A way to study the role of intracellular trafficking of an antigen in its presentation to T cells is to target the antigen to various cell compartments of the antigen‐presenting cells (APC) and compare the nature of the complexes associating major histocompatibility complex (MHC) molecules and antigenic peptides, expressed on the cell surface. MHC class I⁺ and MHC class II⁺ mouse L fibroblasts secreting hen egg lysozyme (HELs cells) or expressing HEL in their cytosol (HELc cells) were obtained after transfection with HEL cDNA and signal sequence‐deleted HEL cDNA, respectively. HEL was evidenced in both HELs‐and HELc‐transfected cells and the former type of transfectant secreted a large amount of HEL. However, HEL produced in the cytosol exhibited a short half‐life of less than 5 min. HEL‐derived peptides could not be shown biochemically either in HELc‐ nor in HELs‐transfected cells. We then studied the capacity of these cells to present HEL to HEL‐specific class I‐ and class II‐restricted T cells. Both cell types could be recognized by the HEL‐specific MHC class I‐restricted CTL clones. In contrast, MHC class II‐HEL peptide complexes, recognized by HEL‐specific helper T cell hybridomas, could be detected on MHC class II⁺ HELs‐ but not HELc‐transfected cells.
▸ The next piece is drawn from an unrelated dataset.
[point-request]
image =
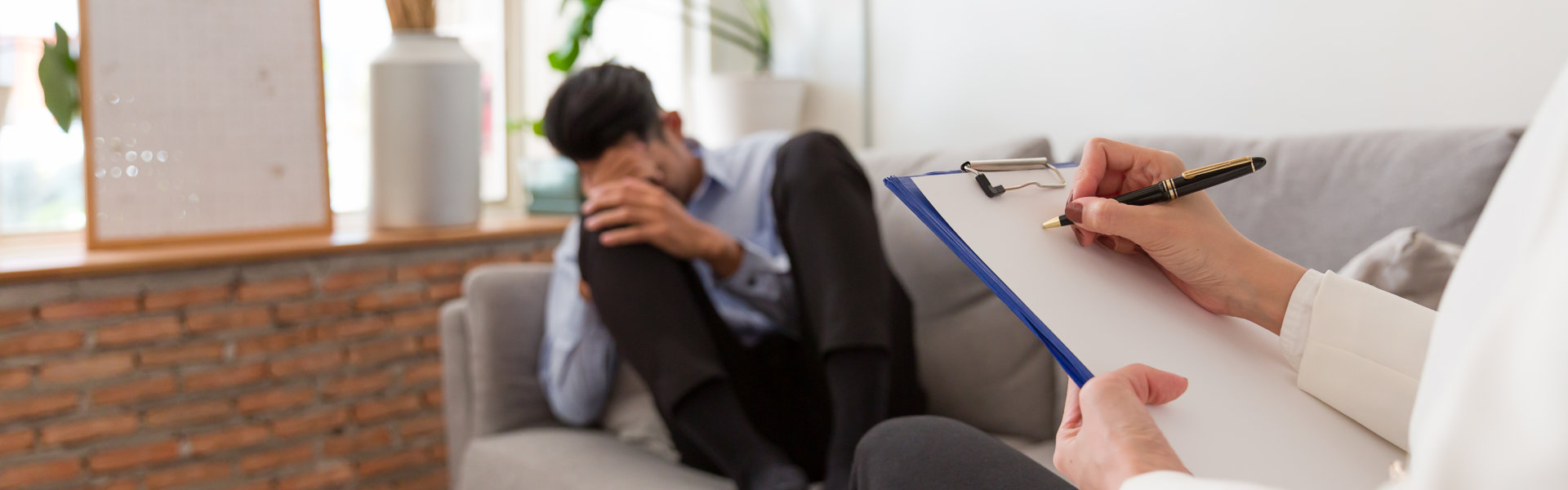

In vivo experiments showed, however, that HELc‐transfected cells could provide host APC with HELc‐derived peptides able to associate with MHC class II molecules. This was inferred from the capacity of MHC class II⁻ HELc‐transfected cells, unable by themselves to elicit any anti‐HEL antibody response, to prime syngeneic and allogeneic mice against HEL. The priming was revealed by the induction of an antibody response after a boost with an amount of HEL unable itself to elicit an antibody response.